Hierarchically Decoupled Mixture-of-Experts for Robust Traffic Sign Recognition in Complex Driving Scenarios

2026-06-01Computer Vision and Pattern Recognition

Computer Vision and Pattern Recognition
AI summary

The authors developed a new method to help self-driving cars better detect traffic signs under different conditions, like bad weather or far-away signs. Instead of using one fixed model for all situations, they created a system that dynamically chooses the best specialized model to use for each image. This approach improves accuracy while using less computing power. Their tests showed the method works better and faster than previous ones on a combined traffic sign dataset.

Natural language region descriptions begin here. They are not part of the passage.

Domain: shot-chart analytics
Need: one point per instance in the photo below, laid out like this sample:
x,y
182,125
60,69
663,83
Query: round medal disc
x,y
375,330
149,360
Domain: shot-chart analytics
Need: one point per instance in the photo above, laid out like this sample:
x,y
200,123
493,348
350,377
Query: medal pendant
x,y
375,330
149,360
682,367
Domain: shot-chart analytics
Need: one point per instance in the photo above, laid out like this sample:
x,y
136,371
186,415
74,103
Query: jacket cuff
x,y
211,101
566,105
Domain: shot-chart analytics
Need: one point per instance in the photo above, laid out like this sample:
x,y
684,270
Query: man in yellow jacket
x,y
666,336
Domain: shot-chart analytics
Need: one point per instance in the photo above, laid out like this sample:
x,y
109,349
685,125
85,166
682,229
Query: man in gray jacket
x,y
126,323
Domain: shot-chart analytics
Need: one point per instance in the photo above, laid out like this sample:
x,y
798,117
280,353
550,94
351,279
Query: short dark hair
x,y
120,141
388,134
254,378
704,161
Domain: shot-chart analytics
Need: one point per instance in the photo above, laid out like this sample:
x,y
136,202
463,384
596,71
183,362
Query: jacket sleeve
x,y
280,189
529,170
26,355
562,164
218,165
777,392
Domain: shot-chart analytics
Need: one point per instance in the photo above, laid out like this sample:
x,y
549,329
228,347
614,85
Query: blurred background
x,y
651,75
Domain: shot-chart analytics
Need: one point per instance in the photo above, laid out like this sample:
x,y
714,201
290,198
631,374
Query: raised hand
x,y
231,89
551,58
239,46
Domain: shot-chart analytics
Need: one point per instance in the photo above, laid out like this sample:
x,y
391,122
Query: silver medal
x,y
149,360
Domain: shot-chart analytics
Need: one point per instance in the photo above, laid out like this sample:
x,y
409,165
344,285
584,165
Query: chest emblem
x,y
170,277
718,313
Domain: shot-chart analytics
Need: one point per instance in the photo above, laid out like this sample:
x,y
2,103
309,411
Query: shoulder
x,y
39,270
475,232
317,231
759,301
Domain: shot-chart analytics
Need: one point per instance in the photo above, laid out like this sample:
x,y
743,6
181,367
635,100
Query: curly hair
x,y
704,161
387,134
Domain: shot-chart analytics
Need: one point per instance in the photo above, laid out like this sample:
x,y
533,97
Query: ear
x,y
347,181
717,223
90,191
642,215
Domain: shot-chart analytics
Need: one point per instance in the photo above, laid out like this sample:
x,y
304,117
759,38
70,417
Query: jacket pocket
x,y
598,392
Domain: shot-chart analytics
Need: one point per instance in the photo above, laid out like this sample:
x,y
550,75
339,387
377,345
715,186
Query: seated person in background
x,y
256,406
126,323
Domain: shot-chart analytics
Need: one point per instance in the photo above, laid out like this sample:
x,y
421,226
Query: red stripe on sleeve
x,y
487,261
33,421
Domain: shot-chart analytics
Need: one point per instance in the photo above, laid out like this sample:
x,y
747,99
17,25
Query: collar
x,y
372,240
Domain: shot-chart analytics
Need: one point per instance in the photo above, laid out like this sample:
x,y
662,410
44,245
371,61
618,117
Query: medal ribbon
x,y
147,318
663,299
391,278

Traffic Sign DetectionAutonomous DrivingMixture-of-Experts (MoE)YOLO (You Only Look Once)Dynamic RoutingGating NetworkFeature ExtractionmAP50-95Computational OverheadIntelligent Transportation Systems
Authors
Mingxiao Wang, Xiaozhen Qu, Bolin Gao, Tong Wang, Lei He
Abstract
Traffic sign detection is a fundamental component of environmental perception in autonomous driving and intelligent transportation systems. However, most existing detectors rely on static inference with globally shared parameters, limiting their ability to adapt to diverse and unstructured traffic scenarios. As a result, a single static model often struggles to simultaneously handle both clear near-range samples and challenging conditions such as distant small targets or adverse weather environments. To address this limitation, we propose CBDES MoE TSR, a hierarchically decoupled heterogeneous mixture-of-experts(MoE) framework for traffic sign recognition. The proposed framework departs from the conventional globally shared parameter paradigm by introducing a heterogeneous You Only Look Once (YOLO) expert pool together with a lightweight gating network, enabling an image-level dynamic routing mechanism. Based on the semantic characteristics of the input image, the gating module selectively activates the most suitable expert model from the expert pool, enabling a shift from fixed parameter fitting to on-demand dynamic representation. This design enhances feature extraction capability for specific scenarios while maintaining controlled inference overhead. Experimental results demonstrate that the proposed method achieves a remarkable balance between detection accuracy and efficiency on the composite traffic sign dataset. Specifically, our method attains an mAP50-95 of 76.8%, yielding a 2.3% improvement over the baseline method (74.5%) while simultaneously reducing computational overhead by approximately 39.4%. These findings robustly validate the effectiveness of the proposed approach.